Les portes automatiques du Centre coulissèrent néanmoins et elle se tendit imperceptiblement, se demandant quelle blessure elle allait devoir soigner tout en gérant un dresseur angoissé. Mais les nouveaux arrivants n'avaient pas l'air pressé du tout, éloignant l'hypothèse de l'urgence. Le Reptincel à lunettes aux pieds de son maître et l'Evoli ébouriffé sur l'épaule de sa maîtresse avaient l'air en bonne santé, bien que leurs écailles et pelage fussent un peu ternes. Leurs dresseurs, penchés sur une carte, se disputaient sur l'itinéraire à choisir – un peu vieux pour des gamins en voyage initiatique…
Le regard de l'infirmière se porta d'abord sur le jeune homme, à qui elle ne pouvait donner d'âge à cause des lunettes d'aviateur opaques masquant le haut de son visage. Un peu plus petit que sa comparse, et à peine plus costaud, il arborait une tignasse châtaine, avec une longue frange asymétrique décolorée en rouge. Des boutons constellaient ses joues et son menton, et elle devina qu'il était assez jeune malgré tout. Sa veste en cuir sans manches sur un tee-shirt abîmé, son jean usé et déchiré aux genoux et ailleurs, ses grosses chaussures rouges lui conféraient un air dur, menaçant, pas le genre de type à qui on rayerait la carrosserie de sa précieuse moto.
Sa camarade devait avoir un peu plus de vingt ans. Perchée sur de hauts talons, elle compensait leur différence de taille plus qu'aisément. D'une délicatesse toute féminine, ses courbes étaient moulées par un slim et un haut à paillettes largement échancré. Ses bracelets de cuir s'accordaient bien au look du jeune homme l'accompagnant, mais contrairement à lui, elle n'était pas ténébreuse, loin de là. Blonde comme les blés, sa chevelure cascadait, légèrement échevelée, jusqu'en bas de son dos. Elle leva de la carte un visage mignard, en pointes mutines et courbes tendres, rehaussé par un maquillage soigné. Ses yeux, de la couleur d'un ciel d'été, ressortaient, immenses et brillants, soulignés par le khôl et les fards.

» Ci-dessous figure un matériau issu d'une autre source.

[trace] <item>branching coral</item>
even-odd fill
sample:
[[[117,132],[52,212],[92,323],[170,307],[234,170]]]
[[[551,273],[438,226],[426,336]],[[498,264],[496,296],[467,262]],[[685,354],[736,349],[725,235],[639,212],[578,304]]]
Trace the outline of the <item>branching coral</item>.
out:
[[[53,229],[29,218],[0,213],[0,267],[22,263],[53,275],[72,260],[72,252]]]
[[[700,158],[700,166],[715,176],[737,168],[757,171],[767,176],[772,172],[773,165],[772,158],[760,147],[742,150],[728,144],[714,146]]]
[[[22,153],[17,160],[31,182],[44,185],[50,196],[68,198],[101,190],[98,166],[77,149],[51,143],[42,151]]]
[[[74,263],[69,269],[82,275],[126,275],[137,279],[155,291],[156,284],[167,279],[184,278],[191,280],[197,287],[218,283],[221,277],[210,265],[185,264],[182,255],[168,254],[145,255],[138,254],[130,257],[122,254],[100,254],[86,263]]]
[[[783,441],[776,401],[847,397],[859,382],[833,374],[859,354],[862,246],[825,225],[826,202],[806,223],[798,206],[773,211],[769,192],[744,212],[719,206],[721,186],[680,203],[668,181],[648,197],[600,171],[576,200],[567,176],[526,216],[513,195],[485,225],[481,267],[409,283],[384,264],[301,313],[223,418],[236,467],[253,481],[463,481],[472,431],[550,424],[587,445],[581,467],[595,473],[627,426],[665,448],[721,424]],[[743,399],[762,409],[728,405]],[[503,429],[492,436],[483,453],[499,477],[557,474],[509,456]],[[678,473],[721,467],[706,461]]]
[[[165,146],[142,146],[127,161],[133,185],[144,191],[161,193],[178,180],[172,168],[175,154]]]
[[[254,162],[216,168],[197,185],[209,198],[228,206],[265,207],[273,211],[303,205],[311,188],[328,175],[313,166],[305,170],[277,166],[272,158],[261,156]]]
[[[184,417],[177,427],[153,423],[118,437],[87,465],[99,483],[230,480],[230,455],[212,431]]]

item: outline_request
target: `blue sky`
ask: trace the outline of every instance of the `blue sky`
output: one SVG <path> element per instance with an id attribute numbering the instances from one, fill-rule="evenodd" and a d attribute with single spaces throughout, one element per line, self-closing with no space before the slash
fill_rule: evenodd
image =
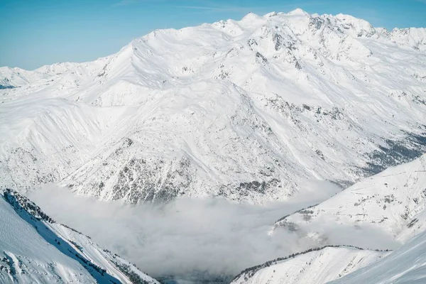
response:
<path id="1" fill-rule="evenodd" d="M 0 66 L 92 60 L 157 28 L 295 8 L 389 29 L 426 27 L 426 0 L 0 0 Z"/>

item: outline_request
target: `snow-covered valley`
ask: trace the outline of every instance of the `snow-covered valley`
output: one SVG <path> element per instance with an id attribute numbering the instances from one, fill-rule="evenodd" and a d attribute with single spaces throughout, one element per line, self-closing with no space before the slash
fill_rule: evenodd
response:
<path id="1" fill-rule="evenodd" d="M 423 283 L 425 153 L 425 28 L 249 13 L 0 67 L 0 282 Z"/>
<path id="2" fill-rule="evenodd" d="M 158 30 L 0 79 L 0 186 L 263 203 L 426 151 L 425 29 L 298 9 Z"/>

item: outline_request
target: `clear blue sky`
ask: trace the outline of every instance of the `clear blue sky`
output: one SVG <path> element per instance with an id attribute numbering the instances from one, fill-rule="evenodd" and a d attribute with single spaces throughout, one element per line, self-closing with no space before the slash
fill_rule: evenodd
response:
<path id="1" fill-rule="evenodd" d="M 295 8 L 388 29 L 426 27 L 426 0 L 0 0 L 0 66 L 92 60 L 157 28 Z"/>

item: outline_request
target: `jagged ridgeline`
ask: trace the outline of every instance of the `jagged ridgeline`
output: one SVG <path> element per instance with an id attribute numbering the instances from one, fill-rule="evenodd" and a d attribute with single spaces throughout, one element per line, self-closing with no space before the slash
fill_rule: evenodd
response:
<path id="1" fill-rule="evenodd" d="M 14 190 L 0 196 L 0 217 L 1 283 L 158 283 Z"/>
<path id="2" fill-rule="evenodd" d="M 0 186 L 131 203 L 346 187 L 426 152 L 425 31 L 249 13 L 93 62 L 1 68 Z"/>

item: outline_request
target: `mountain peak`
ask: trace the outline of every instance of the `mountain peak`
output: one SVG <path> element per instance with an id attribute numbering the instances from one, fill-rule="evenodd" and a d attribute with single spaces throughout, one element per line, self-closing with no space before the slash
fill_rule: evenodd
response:
<path id="1" fill-rule="evenodd" d="M 309 16 L 309 13 L 306 11 L 303 11 L 300 8 L 297 8 L 293 11 L 288 12 L 289 15 L 295 15 L 295 16 Z"/>

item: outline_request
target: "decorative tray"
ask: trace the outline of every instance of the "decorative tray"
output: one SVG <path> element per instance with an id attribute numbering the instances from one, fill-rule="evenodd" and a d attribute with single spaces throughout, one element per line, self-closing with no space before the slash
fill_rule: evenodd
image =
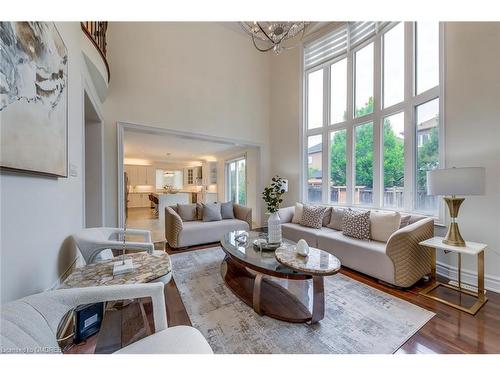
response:
<path id="1" fill-rule="evenodd" d="M 255 250 L 260 250 L 260 246 L 259 246 L 259 241 L 262 241 L 262 250 L 263 251 L 275 251 L 278 247 L 281 246 L 281 243 L 268 243 L 266 240 L 264 239 L 257 239 L 255 241 L 253 241 L 253 247 Z"/>

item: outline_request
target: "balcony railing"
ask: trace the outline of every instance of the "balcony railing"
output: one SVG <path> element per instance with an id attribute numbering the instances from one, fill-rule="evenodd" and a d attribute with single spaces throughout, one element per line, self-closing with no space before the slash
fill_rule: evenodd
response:
<path id="1" fill-rule="evenodd" d="M 104 21 L 85 21 L 81 22 L 81 25 L 83 32 L 88 36 L 104 60 L 109 81 L 109 65 L 106 59 L 106 30 L 108 29 L 108 23 Z"/>

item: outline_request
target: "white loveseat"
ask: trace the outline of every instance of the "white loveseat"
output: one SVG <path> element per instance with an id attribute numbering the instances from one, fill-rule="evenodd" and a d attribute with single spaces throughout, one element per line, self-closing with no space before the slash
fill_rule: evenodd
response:
<path id="1" fill-rule="evenodd" d="M 57 354 L 56 332 L 62 317 L 88 303 L 151 297 L 155 333 L 126 346 L 119 354 L 212 354 L 195 328 L 168 328 L 162 283 L 60 289 L 28 296 L 2 305 L 0 353 Z"/>
<path id="2" fill-rule="evenodd" d="M 233 204 L 234 219 L 218 221 L 183 221 L 176 207 L 165 208 L 165 237 L 173 248 L 184 248 L 218 242 L 224 234 L 235 230 L 252 228 L 252 209 Z"/>
<path id="3" fill-rule="evenodd" d="M 309 246 L 335 255 L 345 267 L 403 288 L 431 272 L 431 250 L 418 244 L 433 237 L 431 218 L 411 215 L 407 226 L 394 232 L 387 242 L 379 242 L 348 237 L 342 231 L 328 228 L 328 210 L 321 229 L 292 223 L 293 214 L 294 207 L 279 211 L 283 237 L 292 241 L 304 239 Z"/>

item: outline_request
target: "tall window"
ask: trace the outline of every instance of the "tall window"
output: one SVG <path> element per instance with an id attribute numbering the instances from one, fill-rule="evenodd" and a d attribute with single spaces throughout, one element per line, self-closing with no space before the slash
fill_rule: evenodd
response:
<path id="1" fill-rule="evenodd" d="M 240 158 L 226 162 L 226 199 L 237 204 L 247 203 L 246 159 Z"/>
<path id="2" fill-rule="evenodd" d="M 439 44 L 438 22 L 350 22 L 306 44 L 304 201 L 438 215 Z"/>

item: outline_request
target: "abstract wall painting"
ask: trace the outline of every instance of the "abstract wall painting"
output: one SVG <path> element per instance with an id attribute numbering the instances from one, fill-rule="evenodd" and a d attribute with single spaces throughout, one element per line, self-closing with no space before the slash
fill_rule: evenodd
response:
<path id="1" fill-rule="evenodd" d="M 68 176 L 68 52 L 53 22 L 0 22 L 0 166 Z"/>

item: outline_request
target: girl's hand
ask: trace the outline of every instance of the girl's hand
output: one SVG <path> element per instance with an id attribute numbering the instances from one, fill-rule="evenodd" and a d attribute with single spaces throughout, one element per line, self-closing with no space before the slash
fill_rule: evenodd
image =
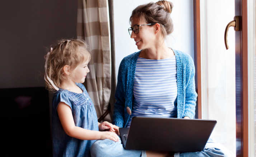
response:
<path id="1" fill-rule="evenodd" d="M 114 132 L 110 131 L 99 131 L 100 134 L 100 140 L 110 139 L 115 142 L 118 141 L 118 137 L 117 135 Z"/>
<path id="2" fill-rule="evenodd" d="M 117 126 L 115 125 L 113 125 L 113 128 L 114 130 L 114 131 L 111 131 L 112 132 L 114 132 L 115 133 L 116 133 L 118 135 L 120 135 L 120 133 L 119 133 L 119 127 L 118 127 L 118 126 Z"/>
<path id="3" fill-rule="evenodd" d="M 99 123 L 99 130 L 100 131 L 103 131 L 106 129 L 109 129 L 110 131 L 115 132 L 115 130 L 113 128 L 114 125 L 106 121 Z"/>

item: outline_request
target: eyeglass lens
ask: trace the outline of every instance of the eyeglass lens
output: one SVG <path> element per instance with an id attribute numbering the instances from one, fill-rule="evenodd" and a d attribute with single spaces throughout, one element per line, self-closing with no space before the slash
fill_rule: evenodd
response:
<path id="1" fill-rule="evenodd" d="M 138 33 L 139 32 L 139 27 L 137 25 L 136 25 L 133 26 L 133 28 L 129 28 L 128 30 L 129 31 L 129 34 L 130 34 L 130 35 L 132 35 L 132 31 L 133 31 L 133 32 L 134 32 L 134 33 L 137 34 L 137 33 Z"/>

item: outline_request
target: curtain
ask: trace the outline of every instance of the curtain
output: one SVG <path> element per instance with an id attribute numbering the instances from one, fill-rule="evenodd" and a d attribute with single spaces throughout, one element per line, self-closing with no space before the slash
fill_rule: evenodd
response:
<path id="1" fill-rule="evenodd" d="M 105 117 L 101 120 L 111 121 L 109 103 L 113 102 L 115 88 L 112 86 L 113 83 L 115 85 L 115 82 L 112 82 L 112 75 L 115 76 L 114 73 L 112 75 L 108 5 L 107 0 L 78 0 L 77 34 L 77 39 L 85 40 L 91 52 L 88 65 L 90 72 L 84 85 L 94 104 L 98 118 L 103 115 Z"/>

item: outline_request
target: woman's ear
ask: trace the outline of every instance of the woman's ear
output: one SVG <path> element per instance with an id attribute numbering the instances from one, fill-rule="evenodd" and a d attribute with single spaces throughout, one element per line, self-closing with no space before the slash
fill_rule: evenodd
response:
<path id="1" fill-rule="evenodd" d="M 66 65 L 63 67 L 63 71 L 65 74 L 69 75 L 71 74 L 70 71 L 70 67 L 67 65 Z"/>
<path id="2" fill-rule="evenodd" d="M 156 34 L 158 32 L 159 32 L 159 31 L 160 31 L 160 24 L 158 24 L 158 23 L 157 23 L 156 24 L 155 24 L 155 34 Z"/>

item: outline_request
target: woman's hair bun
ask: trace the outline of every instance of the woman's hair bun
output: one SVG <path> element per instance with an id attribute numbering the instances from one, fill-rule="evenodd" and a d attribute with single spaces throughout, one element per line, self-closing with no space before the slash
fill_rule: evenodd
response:
<path id="1" fill-rule="evenodd" d="M 172 2 L 165 0 L 159 1 L 156 3 L 158 5 L 162 6 L 163 9 L 166 11 L 171 13 L 172 8 L 173 7 L 173 4 Z"/>

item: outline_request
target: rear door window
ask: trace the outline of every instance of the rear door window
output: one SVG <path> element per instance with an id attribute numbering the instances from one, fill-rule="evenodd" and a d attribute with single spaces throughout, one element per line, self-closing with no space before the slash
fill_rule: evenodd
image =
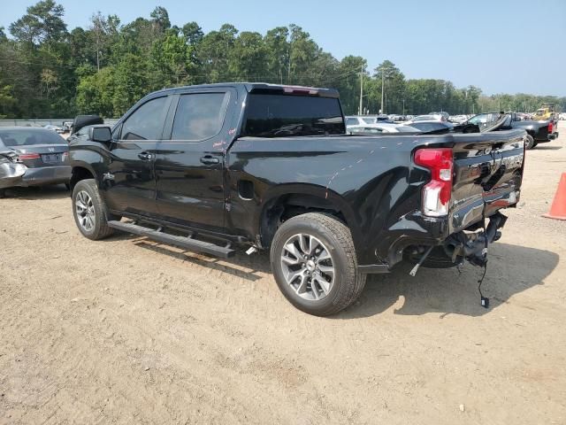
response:
<path id="1" fill-rule="evenodd" d="M 182 95 L 177 105 L 172 140 L 203 141 L 220 133 L 230 93 Z"/>
<path id="2" fill-rule="evenodd" d="M 335 97 L 251 93 L 243 135 L 256 137 L 343 135 L 340 101 Z"/>
<path id="3" fill-rule="evenodd" d="M 122 127 L 123 140 L 159 140 L 167 113 L 167 97 L 151 99 L 130 115 Z"/>

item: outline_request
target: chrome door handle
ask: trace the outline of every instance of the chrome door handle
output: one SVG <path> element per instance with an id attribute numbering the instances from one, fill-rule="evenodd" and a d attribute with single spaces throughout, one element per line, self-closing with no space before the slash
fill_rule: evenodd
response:
<path id="1" fill-rule="evenodd" d="M 138 153 L 138 158 L 144 161 L 150 161 L 153 159 L 153 155 L 148 152 Z"/>
<path id="2" fill-rule="evenodd" d="M 212 155 L 205 155 L 201 158 L 201 162 L 203 164 L 218 164 L 220 159 L 214 158 Z"/>

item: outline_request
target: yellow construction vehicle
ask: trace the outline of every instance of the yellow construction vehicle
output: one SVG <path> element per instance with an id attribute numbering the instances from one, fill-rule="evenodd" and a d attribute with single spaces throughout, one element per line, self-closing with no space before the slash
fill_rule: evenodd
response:
<path id="1" fill-rule="evenodd" d="M 542 104 L 542 106 L 537 109 L 537 112 L 534 112 L 532 116 L 533 120 L 551 120 L 555 118 L 556 113 L 556 110 L 555 109 L 555 104 L 545 103 Z"/>

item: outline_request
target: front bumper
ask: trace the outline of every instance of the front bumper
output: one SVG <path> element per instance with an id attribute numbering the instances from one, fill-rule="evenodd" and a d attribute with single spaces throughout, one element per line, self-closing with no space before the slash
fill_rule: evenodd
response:
<path id="1" fill-rule="evenodd" d="M 71 166 L 27 168 L 20 163 L 0 164 L 0 189 L 68 183 Z"/>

- … donc vers la Route 30 ! disait le jeune homme. Après on passe sur la Route 31 et on arrive à Mauville. Y'a rien à Bourg Geon, à part le professeur Orme, mais à quoi ça sert ? On peut y aller si on veut rejoindre le Plateau Indigo, quoi. Mais là tout de suite, ça serait juste faire un détour débile.
- Je vois… OK, ça me va. Va pour Mauville.
Satisfait d'avoir eu le dernier mot, le jeune homme rangea la carte, avant de réaliser qu'elle venait de le planter à l'entrée avec les valises.
- Bonjour ! lança gaiement la blonde en s'accoudant au comptoir. Nous venons nous inscrire à la Ligue.
L'infirmière Joëlle répondit spontanément au salut et au sourire lumineux de la jeune femme, avant de se poster devant un ordinateur.
- Pour la Ligue Indigo ? demanda-t-elle.
- Euh, plus le parcours libre, précisa la jeune femme. Vous savez, celui où il faut huit badges différents, peu importe la région.
L'infirmière hocha la tête et ouvrit un fichier approprié. Les adolescents ou les jeunes adultes – voire même, parfois, des personnes plus mûres, en crise de quarantaine par exemple – se lançant dans un voyage initiatique tardif préféraient souvent un parcours libre à un parcours classique, imposé aux enfants de dix ans dans leur région, encadrés par le professeur responsable local. Si les premières Pokéball, un Pokédex, un kit de Potions et, plus important, un Pokémon de départ étaient fournis dans ce cas-là, ça ne l'était pas pour les parcours libres, où le dresseur devait avoir déjà un Pokémon et pouvoir se débrouiller dès le début.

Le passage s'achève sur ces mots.